1. Being overweight increases your risk for hypothalamic amenorrhea. It means you will not ovulate on your own. The reason this happens is not completely understood.
2. Insulin resistance in overweight women can affect your baby too. What you eat during pregnancy definitely impacts the fetus just like smoking has detrimental effects for a growing baby.
3. For hard training athletes, the intense training regimen can cause hypothalamic amenorrhea as well. Women's bodies don't like to be stressed and since elite level training is a stressor, it can change your menstrual cycle a lot.
4. Underweight women are usually in an energy deficit, self-induced or unintentional, a woman who has no fuel to support a growing fetus will not ovulate.
5. "Eat for two" is a bad suggestion for pregnant women. It takes no more than 200-500 calories extra per day to support pregnancy. Note that this is in addition to the calorie intake you need to maintain your weight and body composition, taking into account you can lower your calorie need by under eating chronically, which means your requirement might be a lot higher.
6. Ever notice how Hollywood starts get pregnant while they're skin and bones? It's a typical sign of having had fertility treatment. Using ovulation inducing drugs like clomiphene, used off label by men who want to increase their testosterone by increasing the LH pulses from the pituitary to the testes, and female hormones, can override the natural system, allowing these women to carry a child. The risk is big for negative consequences when you do....
7. Know your priorities: if you're overweight you should first focus on achieving a healthy weight, then focus on conceiving.
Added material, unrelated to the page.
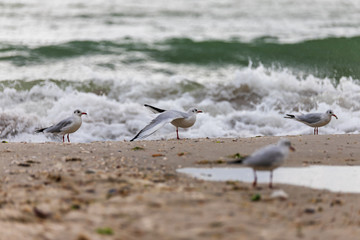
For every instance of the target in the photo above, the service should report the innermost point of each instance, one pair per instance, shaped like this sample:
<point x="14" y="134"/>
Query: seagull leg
<point x="177" y="133"/>
<point x="255" y="179"/>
Why? Losing weight requires a calorie deficit, which is anything but helpful for a pregnancy. Your body can use up fat stored from your fat cells, but that is part of being in a deficit, which means, your body will not prioritize supporting a growing fetus.
8. Training addicts, be prepared to slow down and cut down on your workouts. Over time of a pregnancy, your joint and ligaments loosen up, which can increase the risk of injury. Know your limits and train appropriately.
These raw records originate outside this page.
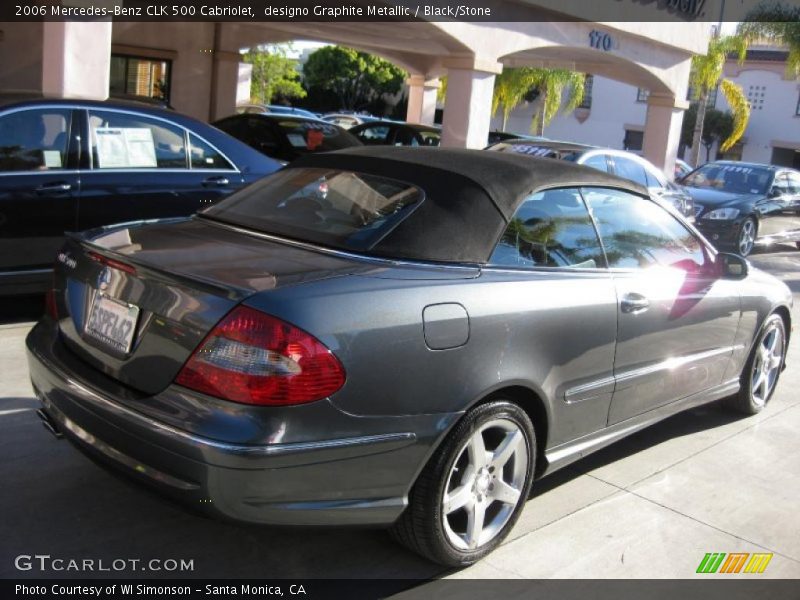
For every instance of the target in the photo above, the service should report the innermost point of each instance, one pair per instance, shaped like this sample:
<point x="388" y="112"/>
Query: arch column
<point x="76" y="59"/>
<point x="422" y="99"/>
<point x="468" y="104"/>
<point x="662" y="131"/>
9. Some supplements can support your pregnancy, but do you really need a 'pre-natal multi'? No. The key micronutrient in it is folic acid, so just be sure your vitamins include that. Another important one is vitamin D. Get a blood test done to make sure you're in optimal range.
10. Work on improving your diet during pregnancy. You don't need to balloon up 100 lbs. That does not come from the increase of female hormones and not from not working out like a maniac. If you eat healthy and avoid calorie dense trigger foods, your weight gain will not end up staying there for life!